I have not posted here in a month or so, I've been updating friends & family more through email and Facebook, primarily. From time to time, I'll find myself googling other blogs about Polymyositis experiences just to grasp at any information that I can about others' experiences, so I want to make sure that I don't abandon this medium as well, in case anyone out there can gather any use from it.
Since I last posted, I had a rheumatologist appointment in which my CPK's were measured at 2,600. Considering that I started out at 10,000 in early February when I first walked into the office, this is progress. Unfortunately, however, not enough progress to taper any medications just yet.
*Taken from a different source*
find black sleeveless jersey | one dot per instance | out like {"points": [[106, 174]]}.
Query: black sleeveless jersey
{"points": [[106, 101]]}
I am still taking 80mgs/day of Prednisone and 15mgs/week of Methotrexate. Fortunately, I do not feel that I am experiencing the degree of horrendousness that others have described with Prednisone. I am uncomfortable, for certain, but not miserable. I have trouble sleeping, feel pressure in my face and eyes, have sore joints, acne, and facial hair, but none of these things are absolutely miserable. So, either I'm a trooper, side effects are highly individualized, or the other shoe hasn't dropped yet and I'm just being naively optimistic. I'll have to let you know, especially once we start to taper. Speaking of tapering, my next rheumatologist appointment is in a few days. He almost let me talk him into it last visit, but the CPK's were still too high.
Ok, so to get off of the technical Dr/med/enzyme speak...
I am getting stronger every day, but this progress is not detectable on a daily basis. It is more noticable in the form of functionality. All of a sudden I will notice that a task became possible or slightly easier. For example, I touched my own feet for the first time last week, and a whole new world in which I could change my shoes, socks, and clip my toenails came back online. However, I have not had any other major breakthroughs since then, so I feel a little stalled out. Even though I'm sure that improvements have happened in the last week, if I can't utilize them in some way, I really can't detect them. Every day still carries discomfort, weakness, stiffness, and fatigue. I am encouraged when people tell me that I'm looking better and stronger all of the time. I believe them, and can detect this type of improvement since, say, February, when I was pretty down-and-out, but on a daily basis, I really don't feel it. Patience is a major virtue, here. I had written in one of my last email updates that this disease will be measured in months and years... which is the reality of chronic disease. For the first few months, I had treated it as an injury that had a more tangible recovery process. I still hope that I progress in this way, with a nice, linear, upward progression and an endpoint in sight that indicates "recovery". I try not to let the fears creep in that realistically, there is no way of knowing how recovery will progress, the extent that I will regain complete normalcy, and the way in which my life will be permanently altered. It is still early. Life is long, and I hope that in a year or who knows... that this time in my life will be a memory. I keep typing words like "polymyositis success stories" into google... it doesn't return much. I want this blog to become something that a similar search will hit. It has to be.